Uma caixa, lembranças expostas, muitas lágrimas, uma fogueira: passado!

Sempre fui apegada, muito apegada, a lembranças, objetos que ganhei, fotos, coleções, coisas que pegava em viagens. Lembro-me de umas férias em que resolvi fazer um álbum com as diferentes folhas das árvores que encontrava caídas no chão. De figurinhas também fazia vários, mas, como boa índigo que logo se cansa de uma mesma atividade, quase nunca completava… Os bilhetes e cartões que ganhei também guardei. TO-DOS. Nunca consegui jogar fora, à exceção de uma coisa ou outra de pessoas que não eram tão próximas, e, ainda assim, com dor no coração.

E aí que, nesse último processo de mudança, eu resolvi abrir essas minhas caixas com “antiguidades pessoais”. E tive algumas decepções, algumas surpresas e algumas até então inimagináveis decisões! Foram fortes emoções vividas em torno de duas caixas, e na companhia do #meufilhoteJoão, que pela primeira vez teve contato com algumas coisas específicas do meu passado – que de muitas formas é o dele também!

Guardado em vão, que decepção!

A maior decepção que tive foi ao ver a QUANTIDADE de coisas NOVAS, ou seja, não usadas ou bem boas ainda, que encontrei. Cadernos que usava pras amigas escreverem bilhetinhos com pouquíssimas folhas escritas; canetas, borrachas, clipes e uma série de materiais escolares coloridos que amava levar pra escola, todos funcionando; envelopes e selos pra mandar cartas intactos. Isso tudo sem falar na caixa das coisas usadas no meu primeiro casamento, como o véu, a grinalda, o sapato, todos usados, obviamente, um dia só! Até uma caixinha com todos os grampos que prenderam o meu looongo cabelo no coque de noiva eu encontrei! E conforme ia tirando aquelas coisas da caixa, meu coração ia sentindo dor, se envergonhando, se entristecendo.

“Quanta gente poderia ter usado isso se eu tivesse dado! Quantas meninas adorariam esses caderninhos coloridos! Quantas crianças nem tem material escolar! Quantas noivas se casaram sem véu nem grinalda por não poderem pagar…”, pensei. O mais fácil de resolver foram os materiais escolares. O João estava propositadamente comigo nesse desencaixotamento, porque eu tinha um plano que vou contar mais abaixo. E adorou o mini grampeador, as lapiseiras intactas, as borrachas de sapinho verde (quem lembra delas??), os clipes de plástico em cores fluorescentes que mais serviam pra fazer pulseira que para prender papel mesmo (lembrou também? Tá velh@ então! rs). Mostrei como a gente costumava usar e logo ele foi fazendo a sua pulseira. “Vou levar pra dividir com meus amigos da escola! E vou falar pra eles que são coisas que estavam numa máquina do tempo e vieram diretamente do passado”, ele disse enquanto buscava o estojo e começava a ajeitar organizadamente – como bom virginiano – os itens novos todos.

E eu ali, ainda decepcionada comigo mesma, por ter achado que era mais interessante guardar aquilo tudo do que usar. Mas aí, com a experiência que ganhei durante esse processo todo de desenvolvimento pessoal, me dei a chance de perguntar: o que foi positivo em ter guardado?
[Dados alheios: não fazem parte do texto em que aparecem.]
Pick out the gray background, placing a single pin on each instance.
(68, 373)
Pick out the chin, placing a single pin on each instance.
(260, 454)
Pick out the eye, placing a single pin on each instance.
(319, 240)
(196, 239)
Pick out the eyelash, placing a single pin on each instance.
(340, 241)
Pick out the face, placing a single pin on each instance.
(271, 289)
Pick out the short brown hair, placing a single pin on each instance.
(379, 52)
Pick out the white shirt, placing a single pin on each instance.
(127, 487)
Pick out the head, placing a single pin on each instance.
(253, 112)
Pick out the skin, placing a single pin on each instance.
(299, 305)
Pela lembrança em si, a maioria das coisas não fazia sentido, porque não me traziam uma grande alegria. Mas pensei que aquela era a chance de passar para o meu filho não apenas coisas “vindas diretamente do passado”, mas também ensinamentos sobre a importância de DAR O VALOR CORRETO AO PASSADO! Não que o João precise tanto, tô pra ver criança mais desapegada, rs. Mas foi legal conversar com ele sobre estar me sentindo mal e traduzir o sentimento em exemplos práticos da sua realidade, como a importância de não ficar com brinquedos que não gosta mais.
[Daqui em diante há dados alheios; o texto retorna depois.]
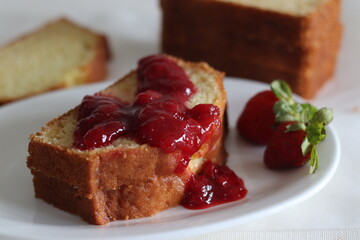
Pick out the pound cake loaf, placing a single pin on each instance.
(294, 40)
(127, 151)
(59, 55)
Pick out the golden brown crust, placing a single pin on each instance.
(118, 182)
(94, 70)
(253, 43)
(133, 200)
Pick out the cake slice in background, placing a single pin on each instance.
(60, 54)
(293, 40)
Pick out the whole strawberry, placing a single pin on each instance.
(293, 144)
(256, 121)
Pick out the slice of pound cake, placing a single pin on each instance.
(129, 151)
(293, 40)
(61, 54)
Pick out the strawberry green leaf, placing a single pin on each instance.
(282, 90)
(307, 112)
(314, 160)
(315, 132)
(324, 115)
(284, 112)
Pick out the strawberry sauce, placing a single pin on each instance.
(158, 116)
(213, 186)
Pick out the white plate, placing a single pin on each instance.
(23, 216)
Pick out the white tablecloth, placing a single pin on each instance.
(133, 28)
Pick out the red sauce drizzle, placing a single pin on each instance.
(158, 116)
(214, 185)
Além disso, foi uma chance de abrir mesmo meu passado pro meu filho, mostrar cartinhas que recebi, como eu e minhas amigas conversávamos, os bilhetinhos de amor que meninos me mandaram, kkkk. Com as coisas do casamento (e já vou chegar na parte do álbum, cartões e uma decisão forte que tomei), vi que ele também achou estranho estar tudo intacto e guardado, perguntou inclusive se eu pretendia usar de novo se eu e a “Honey” fizéssemos um “casamento com festa”, rsrs. Falei que era mais como lembrança, mas que me sentia mal por ninguém mais ter usado coisas tão bonitas. E foi dizendo essa frase e pegando na mão o sapato que a borrachinha do salto, feita de borracha, se desfez, esfarelando igual farofa e sujando tudo em volta de onde estávamos. Realmente COISAS NÃO FORAM FEITAS PARA FICAREM GUARDADAS!
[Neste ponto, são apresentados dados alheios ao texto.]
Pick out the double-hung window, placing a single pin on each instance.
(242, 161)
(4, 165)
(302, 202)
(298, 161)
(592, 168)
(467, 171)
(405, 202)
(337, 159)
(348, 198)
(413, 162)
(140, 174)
E os aprendizados todos que vieram com isso ainda demoraram pra acabar. Porque no dia seguinte uma presilha tic tac que estava perdida no saquinho de clipes coloridos que o João levou pra escola rendeu uma situação incialmente constrangedora, mas da qual ele saiu muito bem e ainda me encheu de orgulho. Sobre isso contei num post do Instagram que você pode ver aqui.

Surpresa, tem muita certeza!

Sabe quando você tem uma memória meio vaga sobre uma questão da sua infância, mas não tem certeza se as coisas foram de fato como você se lembra? Então, eu tinha isso em relação à quantidade de “amor em forma de papel” que tinha recebido na vida e mais do que isso, do que exatamente tinha sido desejado pra mim… Minha família é muito afetuosa e sempre teve o hábito de mandar cartões, escrever bilhetes, fazer dedicatórias. “O cartão é mais importante que o presente”, meus pais diziam, dizem até hoje, aliás. Foi com eles que aprendi a importância de escrever o que sentimos pelo outro, e não apenas dizer, porque as palavras ficam marcadas. E numa infância sem internet, computador e celular como foi a minha, o papel era mesmo a única forma de registrar isso. Pois quando abri a caixa, que surpresa gostosa foi perceber que de fato tive essa infância/adolescência inundada por cartões, cartinhas, bilhetes, que estavam todos ali pra confirmar minha memória.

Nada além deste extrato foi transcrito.